Ces épreuves demeurent donc un vrai frein à l'ascension des femmes au plus haut niveau de l'arbitrage. Mme Lagrange s'en explique: "Chaque année, les performances des tests des hommes s'améliorent. L'UEFA et la Fifa augmentent donc les exigences. Or, il est demandé aux femmes d'être au niveau des hommes dans ces tests". Mais selon notre arbitre, c'est aussi ce qui fait que les femmes sont de plus en plus acceptées dans le milieu, car comme nous l'explique Mme Lagrange, "si on évolue au niveau des hommes, il est normal que l'on doive faire les mêmes temps qu'eux". Cependant, la conséquence est inévitable: "Mais pour une femme, qui a moins de puissance et qui est un peu moins rapide, mettre les mêmes contraintes, au bout d'un moment, ça va les bloquer au haut niveau".

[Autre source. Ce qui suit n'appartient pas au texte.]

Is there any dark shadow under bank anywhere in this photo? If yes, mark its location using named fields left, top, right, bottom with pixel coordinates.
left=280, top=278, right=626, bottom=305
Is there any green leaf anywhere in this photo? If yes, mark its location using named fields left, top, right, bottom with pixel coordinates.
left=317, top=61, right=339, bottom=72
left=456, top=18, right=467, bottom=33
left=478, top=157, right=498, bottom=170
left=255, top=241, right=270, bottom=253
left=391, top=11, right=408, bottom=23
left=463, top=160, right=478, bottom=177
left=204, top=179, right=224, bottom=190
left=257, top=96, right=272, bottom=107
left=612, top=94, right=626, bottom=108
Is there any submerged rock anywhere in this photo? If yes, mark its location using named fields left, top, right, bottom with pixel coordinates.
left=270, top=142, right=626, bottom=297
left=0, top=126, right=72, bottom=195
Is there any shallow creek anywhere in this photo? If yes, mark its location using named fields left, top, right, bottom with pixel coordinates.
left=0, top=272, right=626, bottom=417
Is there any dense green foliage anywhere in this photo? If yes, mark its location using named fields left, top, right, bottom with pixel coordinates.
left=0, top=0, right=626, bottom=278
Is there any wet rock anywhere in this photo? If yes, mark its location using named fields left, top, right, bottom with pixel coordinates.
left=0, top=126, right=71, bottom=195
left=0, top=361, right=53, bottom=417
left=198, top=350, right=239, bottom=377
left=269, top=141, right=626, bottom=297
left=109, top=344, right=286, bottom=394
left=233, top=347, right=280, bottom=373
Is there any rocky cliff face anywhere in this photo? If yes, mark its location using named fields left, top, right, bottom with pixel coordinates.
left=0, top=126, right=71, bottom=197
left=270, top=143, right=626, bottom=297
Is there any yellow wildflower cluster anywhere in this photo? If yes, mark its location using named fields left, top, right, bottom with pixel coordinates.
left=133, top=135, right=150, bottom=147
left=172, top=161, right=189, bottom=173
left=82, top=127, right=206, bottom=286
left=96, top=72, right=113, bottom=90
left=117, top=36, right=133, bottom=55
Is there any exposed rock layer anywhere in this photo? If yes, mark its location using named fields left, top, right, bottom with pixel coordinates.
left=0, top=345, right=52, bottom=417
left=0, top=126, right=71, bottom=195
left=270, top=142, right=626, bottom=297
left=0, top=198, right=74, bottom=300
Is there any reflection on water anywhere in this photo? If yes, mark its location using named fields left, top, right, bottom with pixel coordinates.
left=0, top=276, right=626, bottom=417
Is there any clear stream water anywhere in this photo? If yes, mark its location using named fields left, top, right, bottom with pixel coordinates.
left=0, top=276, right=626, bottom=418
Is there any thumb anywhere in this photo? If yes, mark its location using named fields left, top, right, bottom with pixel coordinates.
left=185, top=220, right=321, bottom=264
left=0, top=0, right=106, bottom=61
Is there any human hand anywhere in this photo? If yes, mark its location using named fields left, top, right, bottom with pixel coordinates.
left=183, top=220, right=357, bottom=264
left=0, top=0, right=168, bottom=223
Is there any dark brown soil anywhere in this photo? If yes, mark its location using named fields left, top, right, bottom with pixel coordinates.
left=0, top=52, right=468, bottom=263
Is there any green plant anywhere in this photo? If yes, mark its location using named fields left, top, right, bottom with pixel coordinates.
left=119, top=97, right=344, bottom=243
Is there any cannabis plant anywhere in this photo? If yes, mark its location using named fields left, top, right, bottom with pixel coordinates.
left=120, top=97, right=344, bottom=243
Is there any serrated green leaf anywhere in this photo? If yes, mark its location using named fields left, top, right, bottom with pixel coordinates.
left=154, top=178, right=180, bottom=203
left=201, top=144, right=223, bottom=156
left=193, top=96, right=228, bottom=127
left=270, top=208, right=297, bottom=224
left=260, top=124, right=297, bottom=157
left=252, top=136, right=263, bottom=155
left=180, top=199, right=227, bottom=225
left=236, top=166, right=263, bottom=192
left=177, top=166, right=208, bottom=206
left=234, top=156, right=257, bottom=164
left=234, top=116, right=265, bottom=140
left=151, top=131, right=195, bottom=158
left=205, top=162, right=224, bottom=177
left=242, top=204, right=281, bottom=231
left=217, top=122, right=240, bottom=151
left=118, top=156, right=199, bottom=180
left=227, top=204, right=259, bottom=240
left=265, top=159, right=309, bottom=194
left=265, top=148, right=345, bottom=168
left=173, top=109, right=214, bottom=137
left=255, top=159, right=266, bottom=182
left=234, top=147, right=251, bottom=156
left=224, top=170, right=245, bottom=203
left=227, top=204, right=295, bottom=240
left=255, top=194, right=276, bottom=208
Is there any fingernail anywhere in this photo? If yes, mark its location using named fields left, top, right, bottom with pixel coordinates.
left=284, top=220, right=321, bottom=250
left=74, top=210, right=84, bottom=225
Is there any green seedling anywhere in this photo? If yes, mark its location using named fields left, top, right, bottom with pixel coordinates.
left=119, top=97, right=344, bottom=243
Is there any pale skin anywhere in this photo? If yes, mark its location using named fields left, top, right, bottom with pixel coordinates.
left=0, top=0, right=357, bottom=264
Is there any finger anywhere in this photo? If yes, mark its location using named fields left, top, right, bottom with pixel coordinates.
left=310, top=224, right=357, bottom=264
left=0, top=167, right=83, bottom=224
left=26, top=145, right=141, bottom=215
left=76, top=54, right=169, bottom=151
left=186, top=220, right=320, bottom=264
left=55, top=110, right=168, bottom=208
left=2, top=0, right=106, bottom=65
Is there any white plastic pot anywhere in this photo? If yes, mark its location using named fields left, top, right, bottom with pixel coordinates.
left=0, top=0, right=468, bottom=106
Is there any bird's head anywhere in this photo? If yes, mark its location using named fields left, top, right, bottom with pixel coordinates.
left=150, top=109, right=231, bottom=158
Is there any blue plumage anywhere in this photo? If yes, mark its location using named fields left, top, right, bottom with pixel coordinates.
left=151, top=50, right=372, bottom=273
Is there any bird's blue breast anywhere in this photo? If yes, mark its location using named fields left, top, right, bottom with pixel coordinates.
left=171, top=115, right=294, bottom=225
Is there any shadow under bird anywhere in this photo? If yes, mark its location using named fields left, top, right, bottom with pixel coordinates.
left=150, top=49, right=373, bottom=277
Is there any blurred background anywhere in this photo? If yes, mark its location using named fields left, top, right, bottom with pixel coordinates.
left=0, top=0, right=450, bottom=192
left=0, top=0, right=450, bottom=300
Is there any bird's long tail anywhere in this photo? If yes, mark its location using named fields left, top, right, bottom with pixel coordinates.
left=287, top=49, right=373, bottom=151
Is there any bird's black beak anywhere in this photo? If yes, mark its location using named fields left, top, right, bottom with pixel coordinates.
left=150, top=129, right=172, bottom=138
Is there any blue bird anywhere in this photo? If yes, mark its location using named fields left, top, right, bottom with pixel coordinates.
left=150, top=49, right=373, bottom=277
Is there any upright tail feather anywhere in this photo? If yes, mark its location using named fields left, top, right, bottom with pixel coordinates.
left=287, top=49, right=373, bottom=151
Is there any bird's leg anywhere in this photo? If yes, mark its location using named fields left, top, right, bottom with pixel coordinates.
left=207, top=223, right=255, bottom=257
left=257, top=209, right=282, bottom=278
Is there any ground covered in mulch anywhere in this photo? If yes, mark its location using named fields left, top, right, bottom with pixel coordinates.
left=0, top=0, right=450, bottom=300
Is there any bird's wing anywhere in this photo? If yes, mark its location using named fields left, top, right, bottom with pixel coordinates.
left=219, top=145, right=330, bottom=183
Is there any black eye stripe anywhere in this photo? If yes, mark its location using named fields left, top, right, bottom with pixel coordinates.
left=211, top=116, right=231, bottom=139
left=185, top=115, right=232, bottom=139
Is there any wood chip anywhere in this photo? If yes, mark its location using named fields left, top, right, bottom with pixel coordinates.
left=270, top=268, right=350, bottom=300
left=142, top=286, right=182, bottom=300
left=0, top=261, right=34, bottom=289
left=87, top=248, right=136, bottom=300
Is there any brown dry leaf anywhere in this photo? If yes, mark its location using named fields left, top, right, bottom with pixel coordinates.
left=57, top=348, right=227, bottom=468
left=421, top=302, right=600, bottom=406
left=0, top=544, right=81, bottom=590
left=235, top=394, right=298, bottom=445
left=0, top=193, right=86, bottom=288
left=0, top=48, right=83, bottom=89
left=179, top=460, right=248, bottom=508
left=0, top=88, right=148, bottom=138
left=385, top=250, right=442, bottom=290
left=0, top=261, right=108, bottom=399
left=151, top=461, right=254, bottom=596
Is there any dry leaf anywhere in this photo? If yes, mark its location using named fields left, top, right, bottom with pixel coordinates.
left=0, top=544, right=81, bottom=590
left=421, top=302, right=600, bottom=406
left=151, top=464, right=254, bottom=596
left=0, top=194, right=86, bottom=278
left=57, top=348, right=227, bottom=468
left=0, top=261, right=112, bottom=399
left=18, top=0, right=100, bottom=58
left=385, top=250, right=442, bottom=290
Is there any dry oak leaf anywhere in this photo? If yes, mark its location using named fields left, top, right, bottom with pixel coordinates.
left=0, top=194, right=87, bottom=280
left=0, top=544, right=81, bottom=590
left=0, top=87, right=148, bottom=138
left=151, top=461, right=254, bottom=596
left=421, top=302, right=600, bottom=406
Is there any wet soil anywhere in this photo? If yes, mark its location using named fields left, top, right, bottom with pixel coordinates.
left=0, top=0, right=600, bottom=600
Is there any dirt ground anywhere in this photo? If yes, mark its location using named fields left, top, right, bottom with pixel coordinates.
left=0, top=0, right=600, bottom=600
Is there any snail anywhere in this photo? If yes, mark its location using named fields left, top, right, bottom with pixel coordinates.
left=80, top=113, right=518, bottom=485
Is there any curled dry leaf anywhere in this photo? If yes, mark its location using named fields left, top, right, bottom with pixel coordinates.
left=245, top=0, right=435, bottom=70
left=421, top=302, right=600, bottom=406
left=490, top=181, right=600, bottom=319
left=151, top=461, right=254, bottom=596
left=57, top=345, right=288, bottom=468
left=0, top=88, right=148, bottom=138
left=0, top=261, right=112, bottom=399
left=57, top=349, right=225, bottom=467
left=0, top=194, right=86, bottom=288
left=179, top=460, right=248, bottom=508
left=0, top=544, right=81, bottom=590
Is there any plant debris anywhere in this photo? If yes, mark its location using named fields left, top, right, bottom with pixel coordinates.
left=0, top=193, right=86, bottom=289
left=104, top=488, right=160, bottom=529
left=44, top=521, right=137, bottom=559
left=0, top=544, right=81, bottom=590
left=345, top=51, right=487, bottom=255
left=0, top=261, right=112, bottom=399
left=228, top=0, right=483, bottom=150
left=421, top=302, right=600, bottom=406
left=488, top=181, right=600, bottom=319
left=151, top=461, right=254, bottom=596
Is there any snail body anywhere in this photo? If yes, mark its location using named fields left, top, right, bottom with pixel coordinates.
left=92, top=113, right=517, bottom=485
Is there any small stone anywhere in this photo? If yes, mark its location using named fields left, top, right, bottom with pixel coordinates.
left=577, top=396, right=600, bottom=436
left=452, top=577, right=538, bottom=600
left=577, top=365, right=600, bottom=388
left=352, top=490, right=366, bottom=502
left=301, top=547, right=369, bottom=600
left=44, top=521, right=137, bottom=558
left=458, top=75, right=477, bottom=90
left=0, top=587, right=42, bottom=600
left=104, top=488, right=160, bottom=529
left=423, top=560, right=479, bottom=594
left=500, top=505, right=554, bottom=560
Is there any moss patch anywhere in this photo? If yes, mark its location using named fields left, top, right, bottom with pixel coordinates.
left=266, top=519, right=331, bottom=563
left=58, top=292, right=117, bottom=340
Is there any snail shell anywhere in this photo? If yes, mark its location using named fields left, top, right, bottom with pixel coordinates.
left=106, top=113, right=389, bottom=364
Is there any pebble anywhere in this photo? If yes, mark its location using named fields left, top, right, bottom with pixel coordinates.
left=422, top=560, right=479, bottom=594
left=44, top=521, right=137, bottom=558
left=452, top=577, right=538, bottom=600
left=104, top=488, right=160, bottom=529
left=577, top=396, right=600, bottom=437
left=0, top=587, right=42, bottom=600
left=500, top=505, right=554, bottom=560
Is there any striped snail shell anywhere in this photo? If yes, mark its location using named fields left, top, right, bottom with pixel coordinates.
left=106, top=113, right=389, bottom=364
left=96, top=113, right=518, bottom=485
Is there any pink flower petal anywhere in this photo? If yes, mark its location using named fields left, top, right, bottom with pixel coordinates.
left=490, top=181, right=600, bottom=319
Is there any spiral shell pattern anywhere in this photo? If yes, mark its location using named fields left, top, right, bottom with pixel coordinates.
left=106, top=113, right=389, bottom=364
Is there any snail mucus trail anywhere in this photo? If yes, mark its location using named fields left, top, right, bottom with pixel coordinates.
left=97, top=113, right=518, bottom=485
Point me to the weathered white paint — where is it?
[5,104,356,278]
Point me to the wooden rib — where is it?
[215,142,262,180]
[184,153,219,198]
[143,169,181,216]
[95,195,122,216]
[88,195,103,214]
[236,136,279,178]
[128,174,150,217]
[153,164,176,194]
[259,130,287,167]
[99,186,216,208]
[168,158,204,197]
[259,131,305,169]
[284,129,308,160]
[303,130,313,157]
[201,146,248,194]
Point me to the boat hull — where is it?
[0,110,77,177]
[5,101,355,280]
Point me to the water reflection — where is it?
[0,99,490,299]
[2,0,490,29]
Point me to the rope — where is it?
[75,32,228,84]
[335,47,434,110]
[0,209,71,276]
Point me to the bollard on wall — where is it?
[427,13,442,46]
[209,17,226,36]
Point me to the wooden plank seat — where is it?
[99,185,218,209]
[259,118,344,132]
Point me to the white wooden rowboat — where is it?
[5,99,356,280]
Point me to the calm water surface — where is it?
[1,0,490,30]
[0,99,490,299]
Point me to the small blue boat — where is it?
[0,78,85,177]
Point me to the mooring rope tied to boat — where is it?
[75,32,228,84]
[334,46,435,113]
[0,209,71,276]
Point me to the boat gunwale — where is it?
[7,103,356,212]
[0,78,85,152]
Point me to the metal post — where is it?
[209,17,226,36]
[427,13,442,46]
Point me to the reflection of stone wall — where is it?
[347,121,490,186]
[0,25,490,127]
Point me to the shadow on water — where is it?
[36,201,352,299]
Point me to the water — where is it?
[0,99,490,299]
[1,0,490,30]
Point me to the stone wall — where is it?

Néanmoins, Corinne Lagrange n'y voit pas une volonté délibérée de bloquer les sifflets féminins, d'autant qu'elle se sent très bien considérée au niveau des instances de l'arbitrage, et ce, "dès lors que l'on fait les mêmes tests que les garçons". Les mentalités évoluent donc dans le bon sens au sein du football français par rapport à la présence de femmes arbitres. Si bien qu'au quotidien, Mme Lagrange n'est plus victime de propos misogynes: "Il y en a eu quand on est arrivé. Je suis en fédération depuis 1995. Au début, c'était mal perçu par certains qui disaient que l'on prenait la place des garçons. Mais puisque l'on fait les mêmes stages, les mêmes tests qu'eux, il n'y a plus de soucis particulier".
Lagrange: "Tout est possible en France"
Cependant, les "femmes en noir" restent encore très peu nombreuses. "Je suis la seule en Ligue 2. Il y en a 2 ou 3 en National. Dans le circuit, il y a entre 6 et 10 filles. En CFA et CFA 2, des femmes arbitrent au centre, et elles aspirent à passer au niveau National". Bien que "cela reste quand même un milieu bien masculin", Corinne Lagrange répond positivement quand on lui demande si une femme pourrait être arbitre central un jour en Ligue 1: "Tout est possible en France. On a des jeunes qui arrivent et qui sont motivées. Mais ça demande des sacrifices car on est absent tous les week-ends. Mais la porte est ouverte". Dans une période où l'arbitrage peine à recruter de nouveaux sifflets, le sexe féminin pourrait se révéler précieux dans l'optique de renouveler les effectifs et recruter de nouveaux "hommes en noir". Cependant, au vu des performances physiques requises de plus en plus élevées et du peu de fille qui exerce en France, un PSG-OM dirigé par une femme n'est pas encore pour tout de suite.